Çoğu müvekkilin, Behçet Çelik'in edebiyatla hemdemliğinden haberi yok muhtemelen. Artık olacak. Zira bu yılki Sait Faik Hikâye Armağanı, 'Gün Ortasında Arzu' (Kanat Yayınları) isimli kitabıyla onun oldu. Darüşşafaka Cemiyeti ile Yapı Kredi Yayınları'nın bu yıl 44.'sünü düzenlediği ödül töreni, 9 Mayıs Cuma günü saat 19.00'da Rahmi Koç Müzesi'nde yapılacak. Müvekkilleri haberi gazete ve televizyonlarda görecek. Gündemi takip etmeyenler, eğer koyarsa, bürosundaki küçük plaketten anlayacak durumu ve tebrik edecekler onu. Çelik'in kapısını biraz erken çaldık biz. Müvekkil değil, muhabir olarak.
Behçet Çelik, işleri yoluna koymuş 1968 Adana doğumlu bir avukat. Duruşmalar ve adliyeler arası koşuşturmalardan gayrı yazıyor. Eskiden beri. Epey hem de. Beş öykü ve iki derleme yayınlayacak kadar ciddi ciddi. İlk defa bir öyküsünü bir dergiye gönderdiğinde lise son sınıftaymış. Kendi kendine yazdığı öykülerden birini Varlık dergisine yollamış. Dergiden 'Tek öykü değerlendiremeyiz, beş tane göndermelisiniz.' diye cevap gelince beşe tamamlayıp bir daha yollamış. O arada üniversiteli olmuş ve öykülerinden birini, 'Sokak 245'i dergide görüvermiş.
"Yayınlanması tabii ki, ama daha önemlisi dergiden cevap gelmesiydi. Teşvik etti beni. Cevapsız kalsam kırılıp çok farklı sokaklara girebilirdim." diyen Çelik, gençlerin yazma ve yayınlatma telaşını çok önemsiyor ve ekliyor: "Dışarıdaki hayat heves kırmaya çok meraklı. Yazma heveslisi gençlerin heyecanlarını kırmadan onları teşvik etmek edebiyat dergilerinin en büyük sorumluluğu." Dergileri edebiyatın can damarı olarak niteleyen Çelik, Virgül dergisinin editörlüğünü de yapıyor.

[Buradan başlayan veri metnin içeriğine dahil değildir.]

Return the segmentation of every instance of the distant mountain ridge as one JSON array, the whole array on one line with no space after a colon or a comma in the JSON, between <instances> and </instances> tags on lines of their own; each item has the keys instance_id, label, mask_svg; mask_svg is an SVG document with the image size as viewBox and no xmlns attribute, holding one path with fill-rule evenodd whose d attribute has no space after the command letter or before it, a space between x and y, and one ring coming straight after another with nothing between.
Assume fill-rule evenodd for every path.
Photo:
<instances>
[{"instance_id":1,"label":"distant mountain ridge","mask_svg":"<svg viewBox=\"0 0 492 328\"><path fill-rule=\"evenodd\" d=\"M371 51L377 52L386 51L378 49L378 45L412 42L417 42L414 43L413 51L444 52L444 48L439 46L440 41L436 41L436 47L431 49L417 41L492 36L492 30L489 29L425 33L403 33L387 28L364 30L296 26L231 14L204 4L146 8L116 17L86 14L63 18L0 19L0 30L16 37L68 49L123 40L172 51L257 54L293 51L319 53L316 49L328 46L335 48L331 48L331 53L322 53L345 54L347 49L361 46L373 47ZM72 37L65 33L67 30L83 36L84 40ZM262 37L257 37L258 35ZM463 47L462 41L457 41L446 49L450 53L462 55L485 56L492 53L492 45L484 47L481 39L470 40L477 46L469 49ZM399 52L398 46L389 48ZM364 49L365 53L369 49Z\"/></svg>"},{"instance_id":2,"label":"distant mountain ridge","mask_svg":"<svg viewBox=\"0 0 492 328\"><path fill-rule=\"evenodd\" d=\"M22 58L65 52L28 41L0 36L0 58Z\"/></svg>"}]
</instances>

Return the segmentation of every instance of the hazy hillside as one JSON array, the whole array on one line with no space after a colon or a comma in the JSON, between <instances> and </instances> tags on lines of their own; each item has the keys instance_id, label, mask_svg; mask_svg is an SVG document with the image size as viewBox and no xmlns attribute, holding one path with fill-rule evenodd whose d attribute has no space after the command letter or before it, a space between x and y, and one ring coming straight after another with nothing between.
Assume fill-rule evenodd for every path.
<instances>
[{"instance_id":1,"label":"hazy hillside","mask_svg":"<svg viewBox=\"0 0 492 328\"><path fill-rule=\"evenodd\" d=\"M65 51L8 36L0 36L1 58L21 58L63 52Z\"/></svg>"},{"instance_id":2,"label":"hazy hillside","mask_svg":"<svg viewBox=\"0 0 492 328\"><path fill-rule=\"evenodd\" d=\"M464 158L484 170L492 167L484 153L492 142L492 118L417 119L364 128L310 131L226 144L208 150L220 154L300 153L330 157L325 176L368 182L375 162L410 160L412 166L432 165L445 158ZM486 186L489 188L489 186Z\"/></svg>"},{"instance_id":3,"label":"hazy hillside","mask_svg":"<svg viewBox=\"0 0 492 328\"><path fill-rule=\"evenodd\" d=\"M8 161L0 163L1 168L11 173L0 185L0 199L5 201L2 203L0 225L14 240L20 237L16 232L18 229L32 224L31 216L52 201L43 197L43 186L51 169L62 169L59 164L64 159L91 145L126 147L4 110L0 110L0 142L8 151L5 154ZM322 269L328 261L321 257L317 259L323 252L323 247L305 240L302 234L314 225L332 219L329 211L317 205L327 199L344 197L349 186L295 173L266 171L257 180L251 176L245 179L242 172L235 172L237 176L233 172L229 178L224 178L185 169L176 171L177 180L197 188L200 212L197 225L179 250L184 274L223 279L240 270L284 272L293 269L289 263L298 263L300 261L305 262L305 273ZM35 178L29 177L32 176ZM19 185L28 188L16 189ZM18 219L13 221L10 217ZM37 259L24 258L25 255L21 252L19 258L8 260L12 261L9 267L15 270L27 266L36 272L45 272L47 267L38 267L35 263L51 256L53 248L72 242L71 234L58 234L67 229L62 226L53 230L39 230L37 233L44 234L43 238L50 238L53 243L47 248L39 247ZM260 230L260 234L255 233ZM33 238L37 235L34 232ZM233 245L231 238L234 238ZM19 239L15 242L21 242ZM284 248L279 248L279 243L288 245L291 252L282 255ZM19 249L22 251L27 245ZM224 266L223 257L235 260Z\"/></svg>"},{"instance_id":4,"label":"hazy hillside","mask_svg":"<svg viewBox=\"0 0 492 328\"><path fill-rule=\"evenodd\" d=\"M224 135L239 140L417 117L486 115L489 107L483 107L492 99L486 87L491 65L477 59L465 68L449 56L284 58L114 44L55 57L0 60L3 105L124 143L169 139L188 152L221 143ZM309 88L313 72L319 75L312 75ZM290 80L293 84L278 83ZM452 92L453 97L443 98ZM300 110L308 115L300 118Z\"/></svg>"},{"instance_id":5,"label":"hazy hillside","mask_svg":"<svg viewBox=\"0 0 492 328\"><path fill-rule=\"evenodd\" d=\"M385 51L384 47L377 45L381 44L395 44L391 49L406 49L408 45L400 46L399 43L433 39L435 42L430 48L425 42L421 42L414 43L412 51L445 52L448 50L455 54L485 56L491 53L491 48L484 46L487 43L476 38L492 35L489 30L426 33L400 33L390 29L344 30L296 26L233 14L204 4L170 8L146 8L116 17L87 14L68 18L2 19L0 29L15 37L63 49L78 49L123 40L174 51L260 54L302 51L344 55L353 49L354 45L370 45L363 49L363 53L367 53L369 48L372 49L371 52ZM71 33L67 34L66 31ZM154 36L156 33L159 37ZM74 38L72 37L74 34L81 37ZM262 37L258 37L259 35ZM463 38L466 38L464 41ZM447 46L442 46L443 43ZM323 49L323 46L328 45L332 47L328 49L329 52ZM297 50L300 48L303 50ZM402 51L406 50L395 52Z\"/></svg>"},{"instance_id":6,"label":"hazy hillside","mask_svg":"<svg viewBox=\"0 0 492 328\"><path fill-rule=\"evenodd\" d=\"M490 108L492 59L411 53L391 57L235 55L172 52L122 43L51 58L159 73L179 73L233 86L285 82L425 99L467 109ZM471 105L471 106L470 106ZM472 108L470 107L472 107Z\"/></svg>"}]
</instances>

Çoğu hafta sonu edebiyata parselli yazarın, arkadaş sitemli bir sosyal hayatı var. Öykülerinin dostluk ve arkadaşlık üzerine kurulması biraz da gönül alma telaşından... Bu telaş bir kahramanına "Kitapları, kasetleri paylaşırız da arkadaşlar kimde kalacak?" diye sorduracak kadar büyük. Bir şeyi anlatırken başka bir şeyi de açık eden öykülerinde günlük parıltıların peşi sıra giderken illa bir dost dikiliyor okurun karşısına. "İlk gençliğinde ya yazıya, ya da yakın birkaç arkadaşa anlatır insan kendini. Kendini var ederken arkadaşlarıyla var eder yani." diyen Çelik, gevezelik eden öykü kahramanlarına illa hatırlatıyor o eski güzel günleri.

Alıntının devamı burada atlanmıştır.